It happened again, Loungers! Following the great success of last year’s event that I told you all about, The Whisky Show Old and Rare hit Glasgow’s Grand Central Hotel once more earlier this year (in February, as it goes) [Yes, Connas – how the hell has this report taken so long?! – Ed]. And, once more, there were more tasty rarities than you can shake a stick at, and I tasted some belters – including my first Dallas Dhu!
There was, however, one key difference with this year’s show: I WASN’T WORKING! This meant that I got to try lots more whisky and talk to lots more of the exhibitors than last year, and as ever the open and friendly nature of the people – some of whom are among the most recognised and respected authorities on the subject – was reassuringly jolly and informative.
And, since I’m nice, I’ve acquired some drams from three of these lovely exhibitors for the purposes of reviewing them for you! You’re Welcome…
First up, a wander to the stand shared by the show’s joint organisers Angus MacRaild and Jonny McMillan is inevitably a highlight and this year was no exception. My two favourite drams of the show – a ’72 Ledaig and a ‘66 Glenugie in case you were wondering – were from these long-time friends of TWL.

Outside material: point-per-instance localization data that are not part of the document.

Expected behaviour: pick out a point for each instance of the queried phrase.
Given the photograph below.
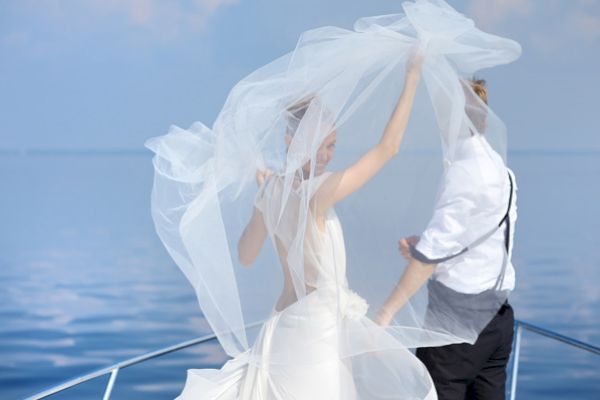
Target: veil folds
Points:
(349, 81)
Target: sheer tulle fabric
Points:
(316, 285)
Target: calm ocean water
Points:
(86, 282)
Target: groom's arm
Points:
(413, 278)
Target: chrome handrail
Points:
(520, 327)
(114, 369)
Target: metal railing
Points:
(113, 370)
(520, 327)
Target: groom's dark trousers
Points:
(478, 371)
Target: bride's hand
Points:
(404, 246)
(262, 175)
(414, 64)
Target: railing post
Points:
(515, 369)
(111, 382)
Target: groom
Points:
(465, 371)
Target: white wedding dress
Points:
(316, 341)
(299, 353)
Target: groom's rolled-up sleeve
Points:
(444, 237)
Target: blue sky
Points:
(107, 74)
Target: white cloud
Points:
(490, 13)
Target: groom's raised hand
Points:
(404, 246)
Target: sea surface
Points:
(85, 281)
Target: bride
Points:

Jonny literally landed his dream job, selecting whiskies for Berry Brothers and Rudd alongside the legendary Doug McIvor, after a long spell with The Great Whisky Company. Somewhat unsurprisingly, given that BBR distribute it, he was pouring the most recent release from Daftmill Distillery. And since I’ve reviewed all of them previously, a sample came back with me for you!
Daftmill 2006 Winter 2018 Release (vatting of six Bourbon Barrels), 46%, £100-130 at auction
Colour: Pale Hay
Nose: Light creaminess and floral notes at first. Dig deeper for recognisable bourbon influences: vanilla, bananas, warm shortbread and wood shavings.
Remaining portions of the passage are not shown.